As demand grows for high-performance rare earth magnets—particularly for electric motors, aerospace systems, and emerging energy technologies—the industry faces increasing pressure to design tooling that can reliably form highly abrasive NdFeB powders with minimal defects despite low green strength. Yet publicly available guidance is limited, leaving manufacturers to navigate complex mechanical, material, and magnetic interactions largely on their own. This presentation outlines the key considerations that should inform tooling development for rare earth magnet production, emphasizing why advanced simulation tools and accurate materials data—not trial-and-error—are essential to achieving consistent near-net-shape performance.

Rather than disclosing proprietary designs, the talk focuses on the engineering framework required for success. Topics include the impact of NdFeB powder on tool steel and carbide selection, the need for BH and mechanical property data across both standard and non-standard tooling materials, and the competing requirement to minimize lubricants while still enabling manufacturability.
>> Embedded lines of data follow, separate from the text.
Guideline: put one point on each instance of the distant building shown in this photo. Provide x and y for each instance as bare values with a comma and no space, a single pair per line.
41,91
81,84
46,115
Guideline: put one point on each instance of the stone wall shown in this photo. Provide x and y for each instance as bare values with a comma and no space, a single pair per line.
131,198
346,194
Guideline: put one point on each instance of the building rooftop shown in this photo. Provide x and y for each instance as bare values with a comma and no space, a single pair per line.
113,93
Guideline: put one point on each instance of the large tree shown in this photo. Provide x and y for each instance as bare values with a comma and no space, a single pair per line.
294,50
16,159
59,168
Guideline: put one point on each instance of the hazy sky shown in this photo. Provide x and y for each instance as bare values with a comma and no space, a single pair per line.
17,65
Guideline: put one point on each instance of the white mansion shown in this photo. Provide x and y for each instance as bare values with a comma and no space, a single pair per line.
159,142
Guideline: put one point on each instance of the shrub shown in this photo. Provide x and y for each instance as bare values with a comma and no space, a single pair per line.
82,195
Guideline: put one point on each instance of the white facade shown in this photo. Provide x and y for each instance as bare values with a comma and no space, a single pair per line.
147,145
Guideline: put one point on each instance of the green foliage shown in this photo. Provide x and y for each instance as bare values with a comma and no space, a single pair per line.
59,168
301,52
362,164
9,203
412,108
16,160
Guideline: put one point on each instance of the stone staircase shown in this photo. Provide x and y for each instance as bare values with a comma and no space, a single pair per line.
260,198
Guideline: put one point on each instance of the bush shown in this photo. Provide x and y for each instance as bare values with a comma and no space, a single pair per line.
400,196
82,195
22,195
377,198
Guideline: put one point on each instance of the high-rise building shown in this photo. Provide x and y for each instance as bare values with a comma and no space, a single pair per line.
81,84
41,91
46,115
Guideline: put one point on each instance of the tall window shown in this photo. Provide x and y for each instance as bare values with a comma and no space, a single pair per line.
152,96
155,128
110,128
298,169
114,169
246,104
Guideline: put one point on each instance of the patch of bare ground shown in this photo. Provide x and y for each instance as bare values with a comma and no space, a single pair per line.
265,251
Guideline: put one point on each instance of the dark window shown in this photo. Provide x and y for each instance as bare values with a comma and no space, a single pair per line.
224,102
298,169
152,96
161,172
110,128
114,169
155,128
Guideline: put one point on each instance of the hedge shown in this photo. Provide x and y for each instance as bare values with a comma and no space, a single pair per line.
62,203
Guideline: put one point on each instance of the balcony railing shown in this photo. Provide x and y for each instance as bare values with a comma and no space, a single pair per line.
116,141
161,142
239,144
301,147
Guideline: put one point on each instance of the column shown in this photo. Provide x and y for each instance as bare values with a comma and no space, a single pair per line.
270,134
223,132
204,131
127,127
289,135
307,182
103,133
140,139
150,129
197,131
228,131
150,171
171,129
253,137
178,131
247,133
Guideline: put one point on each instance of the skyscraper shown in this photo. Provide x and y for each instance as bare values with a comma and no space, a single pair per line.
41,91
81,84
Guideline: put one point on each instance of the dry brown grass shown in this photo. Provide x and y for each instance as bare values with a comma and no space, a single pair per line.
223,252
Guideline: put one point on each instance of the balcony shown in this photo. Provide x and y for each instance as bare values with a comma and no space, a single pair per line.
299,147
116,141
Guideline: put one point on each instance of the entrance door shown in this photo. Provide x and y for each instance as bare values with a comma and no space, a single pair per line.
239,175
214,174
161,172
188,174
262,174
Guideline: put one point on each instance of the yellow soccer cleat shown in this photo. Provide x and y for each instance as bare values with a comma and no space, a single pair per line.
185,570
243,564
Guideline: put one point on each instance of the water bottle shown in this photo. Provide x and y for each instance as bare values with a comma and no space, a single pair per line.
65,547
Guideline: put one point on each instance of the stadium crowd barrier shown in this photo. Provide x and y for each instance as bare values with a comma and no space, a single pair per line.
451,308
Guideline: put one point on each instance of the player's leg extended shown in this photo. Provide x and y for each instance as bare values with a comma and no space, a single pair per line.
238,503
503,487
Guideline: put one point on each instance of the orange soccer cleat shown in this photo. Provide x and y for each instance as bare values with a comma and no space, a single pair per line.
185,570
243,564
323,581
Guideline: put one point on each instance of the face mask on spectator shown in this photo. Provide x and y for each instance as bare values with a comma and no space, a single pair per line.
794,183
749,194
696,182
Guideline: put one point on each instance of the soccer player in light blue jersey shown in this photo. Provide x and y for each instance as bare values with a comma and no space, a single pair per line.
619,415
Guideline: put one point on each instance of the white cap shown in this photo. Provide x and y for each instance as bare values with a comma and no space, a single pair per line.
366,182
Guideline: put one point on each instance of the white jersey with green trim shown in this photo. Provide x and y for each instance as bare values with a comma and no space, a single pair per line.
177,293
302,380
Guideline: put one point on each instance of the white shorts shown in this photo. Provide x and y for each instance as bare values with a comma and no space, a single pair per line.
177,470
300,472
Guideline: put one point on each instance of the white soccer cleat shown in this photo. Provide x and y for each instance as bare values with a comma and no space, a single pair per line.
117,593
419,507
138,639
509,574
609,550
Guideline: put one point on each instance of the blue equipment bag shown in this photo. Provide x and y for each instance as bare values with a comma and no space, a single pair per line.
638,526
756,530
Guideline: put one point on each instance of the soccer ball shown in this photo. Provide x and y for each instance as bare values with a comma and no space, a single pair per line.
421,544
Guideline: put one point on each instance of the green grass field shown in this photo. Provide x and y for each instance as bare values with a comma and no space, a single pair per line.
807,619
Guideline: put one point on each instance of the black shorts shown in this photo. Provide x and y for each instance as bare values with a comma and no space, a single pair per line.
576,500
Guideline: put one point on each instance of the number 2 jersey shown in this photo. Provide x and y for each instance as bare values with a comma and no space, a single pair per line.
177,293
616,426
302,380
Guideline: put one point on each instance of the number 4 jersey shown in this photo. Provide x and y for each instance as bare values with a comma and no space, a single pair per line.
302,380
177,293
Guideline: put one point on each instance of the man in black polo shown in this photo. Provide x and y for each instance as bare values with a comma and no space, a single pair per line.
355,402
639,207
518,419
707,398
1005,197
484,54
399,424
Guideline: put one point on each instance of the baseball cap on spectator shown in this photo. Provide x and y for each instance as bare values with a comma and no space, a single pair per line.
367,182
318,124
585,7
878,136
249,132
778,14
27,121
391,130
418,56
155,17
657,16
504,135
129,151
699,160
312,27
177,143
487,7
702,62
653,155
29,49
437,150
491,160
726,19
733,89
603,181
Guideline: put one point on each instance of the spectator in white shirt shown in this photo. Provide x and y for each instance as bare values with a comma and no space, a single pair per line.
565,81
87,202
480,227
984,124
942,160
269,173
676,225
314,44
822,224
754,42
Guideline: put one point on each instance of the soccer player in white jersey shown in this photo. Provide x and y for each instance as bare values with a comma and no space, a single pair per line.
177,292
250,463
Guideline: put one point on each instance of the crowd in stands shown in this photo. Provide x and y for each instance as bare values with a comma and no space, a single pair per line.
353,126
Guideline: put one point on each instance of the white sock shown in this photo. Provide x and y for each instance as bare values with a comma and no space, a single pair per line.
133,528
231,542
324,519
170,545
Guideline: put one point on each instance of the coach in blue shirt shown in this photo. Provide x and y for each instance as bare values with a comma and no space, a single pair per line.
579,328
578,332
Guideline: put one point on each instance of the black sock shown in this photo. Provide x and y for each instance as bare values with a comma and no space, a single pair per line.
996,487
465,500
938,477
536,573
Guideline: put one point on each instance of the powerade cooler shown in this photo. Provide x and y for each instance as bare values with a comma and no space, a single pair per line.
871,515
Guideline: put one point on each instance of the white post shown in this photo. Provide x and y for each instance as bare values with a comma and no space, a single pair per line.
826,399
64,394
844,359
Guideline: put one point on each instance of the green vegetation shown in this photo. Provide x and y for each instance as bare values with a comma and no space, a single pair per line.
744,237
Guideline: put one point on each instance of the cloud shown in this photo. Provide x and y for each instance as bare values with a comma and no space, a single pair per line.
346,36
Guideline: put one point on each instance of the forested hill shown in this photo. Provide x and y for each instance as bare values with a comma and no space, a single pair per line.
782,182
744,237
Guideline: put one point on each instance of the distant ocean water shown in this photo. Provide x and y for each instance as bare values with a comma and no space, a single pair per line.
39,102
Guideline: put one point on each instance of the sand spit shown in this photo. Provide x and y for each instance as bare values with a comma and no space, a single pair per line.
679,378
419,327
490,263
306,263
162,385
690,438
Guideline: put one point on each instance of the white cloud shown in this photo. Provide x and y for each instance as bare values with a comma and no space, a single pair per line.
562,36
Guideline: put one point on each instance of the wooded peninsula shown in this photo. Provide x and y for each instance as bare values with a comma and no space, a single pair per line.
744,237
The session also highlights the types of simulation environments required to model magnetic field interaction and stress distribution, as well as the significant software investment typically necessary for predictive accuracy.

526 - Axial Press Systems for Aligning and Shaping of Magnet Powders in an Inert Atmosphere
Greg Wallis, Dorst America, Inc.

For more than 40 years, Dorst Technologies is developing and supplying press and spray dryer equipment for applications within the magnet industry. This includes mainly axial presses of different kinds and sizes for manufacturing of soft ferrite, hard ferrite, rare earth magnets, and soft magnetic composites. Spray dryers are available for material preparation in the ferrite industry.

The recent developments in geopolitics have created a desire for reshoring technologies along the production chain from the raw mineral to the finished magnet within the western world.

During the last couple of years, DORST has served an unprecedented run on equipment for the compaction on NdFeB powders and gives an insight into the latest state of its modern magnet presses incl. integrated solutions for inerting & particle alignment.

527 - Next Generation Densification of High-Performance Rare Earth Magnets and Elimination of HREE
Kalen Fitch, Gasbarre Products, Inc.

Neodymium magnets are central to the performance of electric vehicle motors and many advanced technologies, yet traditional manufacturing methods limit material efficiency, particle size reduction, and achievable magnetic properties. The emerging Near Net-Shape Pressless Process (NPLP), developed by Nihon Denji Sokki (NDK) in collaboration with Dr. Masato Sagawa, represents a transformational shift in magnet production. Unlike conventional Axial Die Pressing (ADP) or Transverse Die Pressing (TDP), NPLP eliminates mechanical pressing entirely. Instead, magnets are formed by manipulating fine magnetic powders within molds containing internal magnetic fields. This enables precise control of particle alignment, supports powders with diameters approaching 1 μm—well beyond the limits of existing pressing technologies—and allows complex shapes to be produced with minimal machining.

By enabling such fine-particle processing, NPLP offers a pathway to high-performance, heavy-rare-earth-free magnets, reducing dependence on costly and scarce elements such as dysprosium (Dy). Early research indicates the potential for significant gains in magnetic performance. This presentation will introduce the principles behind NPLP, highlight its advantages in waste reduction, near-net-shape capability, and magnetic performance, and discuss implications for the next generation of electric motors and related applications.